Secure Setup with Double-hop DMZ and Second-Level Authentication

Second-level authentication provides a high level of protection via different types of security tokens for two-factor authentication. Users have to authenticate through two successive stages to get the remote application list. In addition to a standard user name and password, or a smart card authentication, second-level authentication uses a one-time password generated by a token. The second level of authentication can be provided by DualShield, Safenet, RADIUS, or Google authenticator.

A RADIUS server is recommended to be placed in the Intranet together with the RAS Connection Broker and Active Directory domain controller to speed up application enumeration.

It is recommended to specify Access Control Lists to only allow the IP addresses and protocols/ports necessary for the Wireless Access Points and other devices to communicate with the RADIUS server. No other devices should have a pathway to the RADIUS server.
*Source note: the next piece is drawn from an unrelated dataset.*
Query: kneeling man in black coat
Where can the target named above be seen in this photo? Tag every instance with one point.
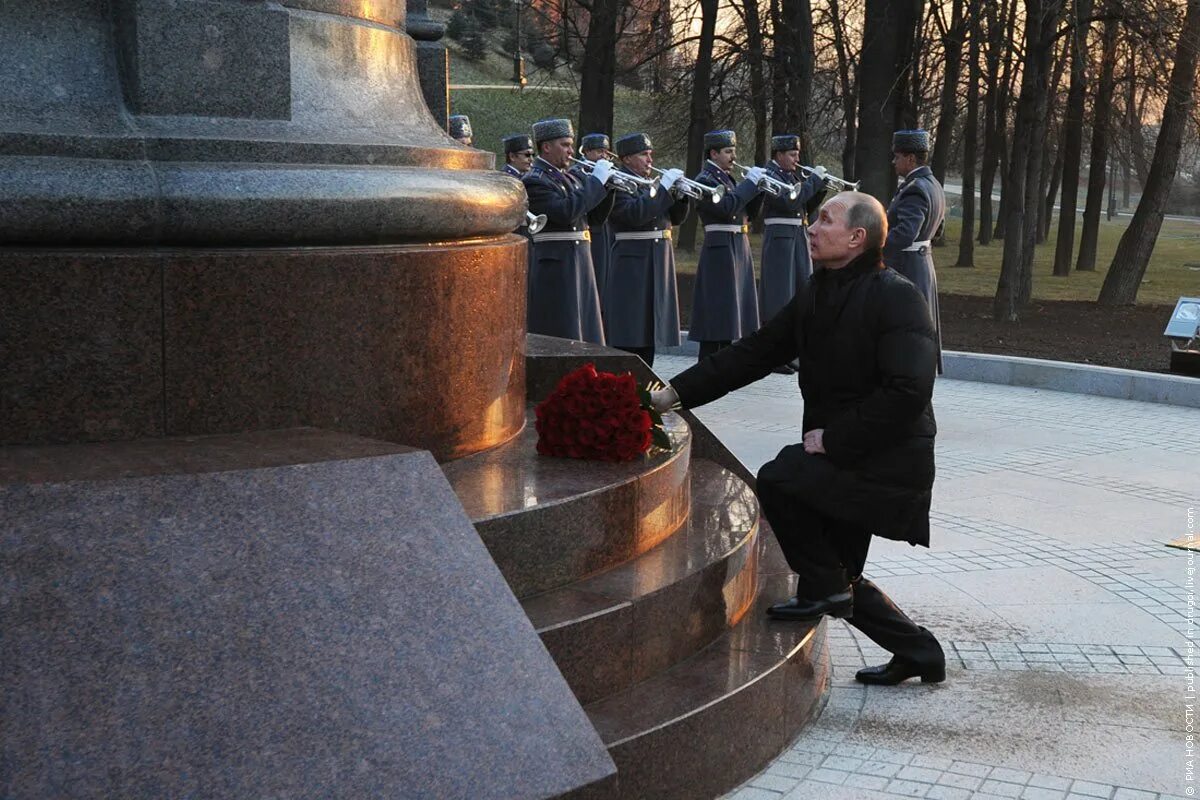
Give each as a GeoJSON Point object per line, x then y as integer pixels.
{"type": "Point", "coordinates": [867, 349]}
In a configuration of this type, the second-level authentication via a RADIUS server is performed first. If the authentication procedure is successful, the next authentication takes place at the Active Directory level using either the username and password or a smart card.

Installation Notes

Primary RAS Connection Broker is installed using the Parallels RAS installer (standard installation). Secondary RAS Connection Broker is push-installed from the RAS Console.

HALB is installed as a ready-to-use virtual appliance and configured in HALB VS properties.

All other components are push-installed from the RAS console.